Commodity prices, from oil and metals to grains, have been on the upward spiral because of the war between Russia and Ukraine. Ratings agency Icra said a fall in wheat yields and the slower recovery of “contact-intensive services" because of the third covid-19 wave, as well as the high base from last year, is likely to have hurt growth in the March quarter. If the growth is in line with the median estimate, it would be at the lowest pace in a year.

2. India PMI

India’s manufacturing and services purchasing managers’ index (PMI) numbers for May will be released on Wednesday and Friday, respectively. The manufacturing sector started the financial year on a positive note by registering faster growth in April (54.7) than in March (54.0). A reading above 50 denotes month-on-month expansion. The sector saw quicker increases in production and factory orders with pent-up demand flowing in as covid restrictions were lifted. However, rising inflationary pressures could temper demand as firms pass on the hikes to clients.

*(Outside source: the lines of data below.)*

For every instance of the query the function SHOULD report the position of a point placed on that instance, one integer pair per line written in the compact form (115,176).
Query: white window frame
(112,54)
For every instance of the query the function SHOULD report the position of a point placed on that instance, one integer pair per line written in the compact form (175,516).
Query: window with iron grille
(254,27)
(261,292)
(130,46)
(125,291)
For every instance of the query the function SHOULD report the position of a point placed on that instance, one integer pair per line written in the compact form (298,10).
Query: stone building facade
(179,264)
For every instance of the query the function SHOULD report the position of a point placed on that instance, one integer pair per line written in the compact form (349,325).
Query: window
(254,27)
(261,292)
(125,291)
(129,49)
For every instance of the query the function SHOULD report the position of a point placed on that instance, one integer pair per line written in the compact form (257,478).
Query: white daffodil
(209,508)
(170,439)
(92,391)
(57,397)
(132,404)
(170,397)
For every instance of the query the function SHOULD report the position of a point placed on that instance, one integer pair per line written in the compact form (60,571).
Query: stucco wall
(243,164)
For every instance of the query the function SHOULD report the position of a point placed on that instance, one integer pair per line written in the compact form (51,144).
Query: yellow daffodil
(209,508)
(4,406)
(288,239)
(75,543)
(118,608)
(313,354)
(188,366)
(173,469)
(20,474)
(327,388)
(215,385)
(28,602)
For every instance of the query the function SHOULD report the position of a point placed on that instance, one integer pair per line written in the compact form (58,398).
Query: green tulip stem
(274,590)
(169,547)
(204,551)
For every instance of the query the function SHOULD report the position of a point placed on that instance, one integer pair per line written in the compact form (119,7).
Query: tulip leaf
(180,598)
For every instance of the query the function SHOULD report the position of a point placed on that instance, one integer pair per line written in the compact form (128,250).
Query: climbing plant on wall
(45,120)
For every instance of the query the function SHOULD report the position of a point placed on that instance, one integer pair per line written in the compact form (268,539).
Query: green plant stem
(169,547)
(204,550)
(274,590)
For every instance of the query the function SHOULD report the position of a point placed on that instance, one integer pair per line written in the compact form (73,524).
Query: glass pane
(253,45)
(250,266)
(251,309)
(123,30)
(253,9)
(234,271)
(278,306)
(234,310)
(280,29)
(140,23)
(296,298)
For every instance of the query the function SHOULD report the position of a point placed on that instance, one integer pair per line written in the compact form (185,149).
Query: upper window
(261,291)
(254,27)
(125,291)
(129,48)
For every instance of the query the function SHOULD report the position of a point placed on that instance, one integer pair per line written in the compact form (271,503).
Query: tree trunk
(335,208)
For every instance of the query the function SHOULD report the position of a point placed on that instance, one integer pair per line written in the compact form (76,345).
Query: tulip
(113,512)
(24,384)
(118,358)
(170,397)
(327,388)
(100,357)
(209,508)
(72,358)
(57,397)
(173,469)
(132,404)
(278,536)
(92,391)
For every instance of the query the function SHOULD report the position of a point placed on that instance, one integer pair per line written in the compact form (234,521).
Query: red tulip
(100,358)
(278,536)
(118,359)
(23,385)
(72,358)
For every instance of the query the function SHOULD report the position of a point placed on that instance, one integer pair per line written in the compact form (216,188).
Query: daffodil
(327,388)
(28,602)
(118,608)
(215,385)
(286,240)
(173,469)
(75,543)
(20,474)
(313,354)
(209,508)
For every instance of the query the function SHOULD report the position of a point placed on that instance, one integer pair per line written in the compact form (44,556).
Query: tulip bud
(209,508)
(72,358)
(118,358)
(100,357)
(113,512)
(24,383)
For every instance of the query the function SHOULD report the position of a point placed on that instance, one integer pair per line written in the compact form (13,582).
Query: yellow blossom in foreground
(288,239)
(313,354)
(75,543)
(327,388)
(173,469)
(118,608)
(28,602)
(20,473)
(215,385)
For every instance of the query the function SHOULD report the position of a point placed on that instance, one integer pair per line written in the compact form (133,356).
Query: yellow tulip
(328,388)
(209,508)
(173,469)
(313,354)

The services PMI clocked a five-month high of 57.9 in April, up from 53.6 in March. Consumer services and finance and insurance were the top-performing areas because of strong demand, while real estate and business services saw contractions, noted S&P Global. However, elevated inflation levels and rising input costs would weigh on services, too, in the coming months.

3. Opec+ meet

Oil producers, led by Opec, are set to meet on Thursday. All eyes will be on the international cartel’s decision on the pace of output increases to tame crude oil prices. Crude prices, which were already rising as global oil consumption rebounded from the pandemic, have held over $100 per barrel since the Russia-Ukraine war broke out. Opec+ keeps falling short of its oil production targets. It failed to raise output in April by the amount required according to an earlier agreement. Its 13 members increased production by only a combined 153,000 barrels per day.

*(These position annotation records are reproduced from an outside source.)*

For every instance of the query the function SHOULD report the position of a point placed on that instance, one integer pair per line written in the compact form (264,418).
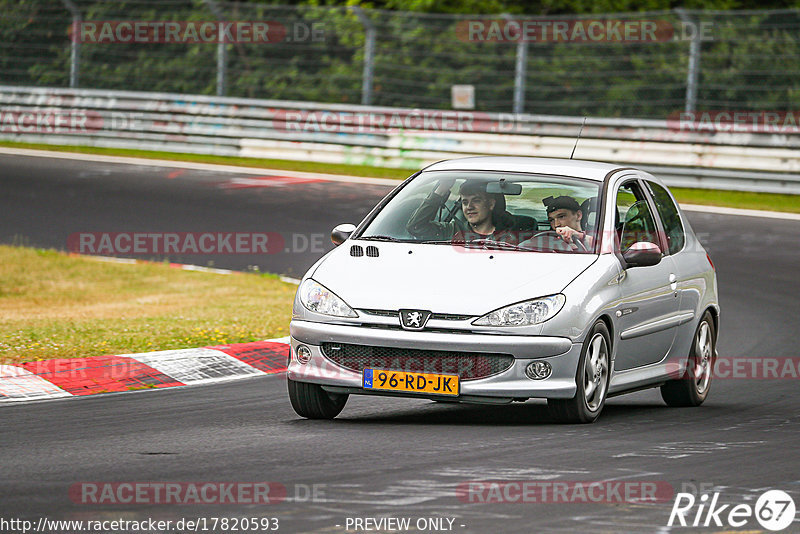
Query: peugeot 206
(497,279)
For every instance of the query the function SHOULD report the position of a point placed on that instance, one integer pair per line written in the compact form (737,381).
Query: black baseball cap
(562,202)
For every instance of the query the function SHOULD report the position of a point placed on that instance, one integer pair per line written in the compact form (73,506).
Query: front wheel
(592,378)
(313,402)
(692,388)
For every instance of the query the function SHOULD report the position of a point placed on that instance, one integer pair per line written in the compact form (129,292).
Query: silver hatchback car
(500,279)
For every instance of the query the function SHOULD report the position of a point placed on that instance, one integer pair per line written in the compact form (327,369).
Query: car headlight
(526,313)
(319,299)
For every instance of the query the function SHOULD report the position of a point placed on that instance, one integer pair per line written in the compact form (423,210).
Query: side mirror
(642,254)
(341,232)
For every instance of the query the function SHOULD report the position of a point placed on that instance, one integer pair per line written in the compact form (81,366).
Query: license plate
(432,383)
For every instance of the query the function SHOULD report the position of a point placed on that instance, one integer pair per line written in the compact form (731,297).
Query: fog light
(303,354)
(538,370)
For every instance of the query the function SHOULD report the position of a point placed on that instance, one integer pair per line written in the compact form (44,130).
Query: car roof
(593,170)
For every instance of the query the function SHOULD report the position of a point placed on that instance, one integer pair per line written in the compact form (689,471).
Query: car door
(647,316)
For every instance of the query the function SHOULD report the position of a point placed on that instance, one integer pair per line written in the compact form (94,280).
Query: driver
(477,205)
(565,215)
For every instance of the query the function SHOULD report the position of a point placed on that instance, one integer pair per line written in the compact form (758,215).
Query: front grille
(439,316)
(467,365)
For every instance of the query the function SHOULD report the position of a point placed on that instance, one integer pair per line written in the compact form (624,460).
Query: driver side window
(635,221)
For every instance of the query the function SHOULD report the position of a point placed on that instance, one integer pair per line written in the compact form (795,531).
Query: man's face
(477,208)
(565,217)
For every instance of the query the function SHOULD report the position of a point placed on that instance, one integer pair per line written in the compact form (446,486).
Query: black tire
(313,402)
(692,388)
(582,408)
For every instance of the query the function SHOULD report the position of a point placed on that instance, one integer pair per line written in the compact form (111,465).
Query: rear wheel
(594,368)
(692,388)
(313,402)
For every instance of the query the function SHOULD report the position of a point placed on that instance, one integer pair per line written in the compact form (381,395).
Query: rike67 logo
(774,510)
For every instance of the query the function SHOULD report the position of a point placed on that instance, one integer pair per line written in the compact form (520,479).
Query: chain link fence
(690,60)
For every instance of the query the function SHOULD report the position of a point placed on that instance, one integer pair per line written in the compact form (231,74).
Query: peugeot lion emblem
(414,319)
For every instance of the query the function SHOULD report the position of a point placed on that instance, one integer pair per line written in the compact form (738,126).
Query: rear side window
(669,217)
(635,221)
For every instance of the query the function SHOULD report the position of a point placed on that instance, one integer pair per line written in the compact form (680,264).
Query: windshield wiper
(491,243)
(380,238)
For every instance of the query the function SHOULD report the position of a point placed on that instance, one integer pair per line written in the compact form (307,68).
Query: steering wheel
(556,236)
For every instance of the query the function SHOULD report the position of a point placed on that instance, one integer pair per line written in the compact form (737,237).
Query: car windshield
(504,211)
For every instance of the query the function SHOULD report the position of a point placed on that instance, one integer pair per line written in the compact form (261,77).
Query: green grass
(738,199)
(710,197)
(286,165)
(54,305)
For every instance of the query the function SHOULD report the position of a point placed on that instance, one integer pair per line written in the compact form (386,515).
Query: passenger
(565,216)
(478,207)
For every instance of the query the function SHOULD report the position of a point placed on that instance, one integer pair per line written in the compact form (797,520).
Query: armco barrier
(747,161)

Battered by inflation, the west has repeatedly urged the group to raise output. However, Reuters reported, quoting sources, that Opec+ plans to hike July output targets by no more than 432,000 barrels per day at its upcoming meeting.

4. India-B’desh trains

Mitali Express, a new India-Bangladesh train service, will begin operations on Wednesday, over a year after it was inaugurated on the 50th anniversary of bilateral ties. The train will cover the 513 km between New Jalpaiguri and Dhaka in nine hours. This is the third train service between the neighbours. All three were on hold for two years because of the pandemic.

The two other trains, the five-days-a-week Maitree Express and the biweekly Bandhan Express, which link Kolkata to Dhaka and Khulna, respectively, resumed services over the weekend. The Mitali Express brings the number of India’s international railway services to five. The other two are between India and Pakistan, which stand suspended as of now. According to Indian ministers, the new service will help boost tourism and ties between the two countries and will also see the setting up of shopping centres and hotels near the stations in the coming months.

5. Shanghai’s lockdown

China’s financial capital and largest city Shanghai may officially emerge from its strict lockdown, which has been imposed since late March, on Wednesday. Many of China’s major cities continue to be under severe restrictions amid a spike in local covid-19 cases.

Nationally, the cases have been steadily declining since late April. However, a rather rigid implementation of China’s “zero covid" policy has forced millions indoors. The tremors of these lockdowns have been felt not just on the Chinese economy but the global economy as well. As China’s retail sales and industrial production saw the sharpest declines since February 2020, major investment banks have cut their China GDP forecasts for 2022. With China’s exports hitting a two-year low, manufacturers across the world are facing a supply shortage and inflationary pressures. China is likely to stick to its strict policy on covid, at least until October 2022, when Xi Jinping is likely to get a third term.